Part-time workers are usually paid in proportion to the time worked. But, as stated in the Labor Code, the contract may also provide for other payment options (Article 285 of the Labor Code of the Russian Federation). In this regard, it should be noted that the Ministry of Finance of Russia allows taking into account in the tax cost the cost of remuneration of part-time workers only within an amount not exceeding the official salary provided for in the staffing table (Letter of the Ministry of Finance of Russia dated February 1, 2007 N 03-03-06/ 1/50).

Note. An employment contract with a part-time worker can be terminated if a person is hired for whom it will be the main job (Article 288 of the Labor Code of the Russian Federation).

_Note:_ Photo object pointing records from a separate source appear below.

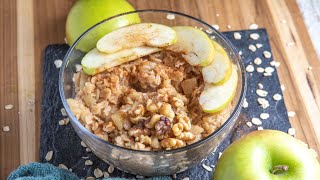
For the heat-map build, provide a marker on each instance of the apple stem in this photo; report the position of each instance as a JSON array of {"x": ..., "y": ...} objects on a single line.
[{"x": 279, "y": 169}]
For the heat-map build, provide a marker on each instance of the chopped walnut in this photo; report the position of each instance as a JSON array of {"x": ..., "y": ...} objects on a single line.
[{"x": 162, "y": 126}]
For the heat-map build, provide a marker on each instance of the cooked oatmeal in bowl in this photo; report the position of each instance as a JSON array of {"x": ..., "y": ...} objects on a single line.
[
  {"x": 150, "y": 103},
  {"x": 153, "y": 98}
]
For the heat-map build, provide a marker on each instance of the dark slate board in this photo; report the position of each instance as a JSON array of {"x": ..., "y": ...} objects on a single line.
[{"x": 65, "y": 143}]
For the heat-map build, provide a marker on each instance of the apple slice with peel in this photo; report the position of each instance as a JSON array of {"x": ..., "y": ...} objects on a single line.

All guarantees and compensations established by the Labor Code are provided to part-time workers in full. For example, sick leave and maternity leave are paid to an employee not only by the main employer, but also by the company where he works part-time (Article 13 of the Law of December 29, 2006 N 255-FZ "On provision of benefits for temporary disability, pregnancy and childbirth ").

The exception is “northern” guarantees and compensation, as well as those related to combining work and study. Such guarantees and compensation can only be obtained at the place of main work.

Part-time workers are also entitled to annual paid leave.

Moreover, simultaneously with vacation from the main job. If there it turns out to be longer, then at the “second” job the employee has the right to take leave without pay for the missing days. And if, by the time he goes on leave at his “first” job, the part-time worker has not yet worked at the “second” job for six months, the “second” employer provides him with paid leave in advance.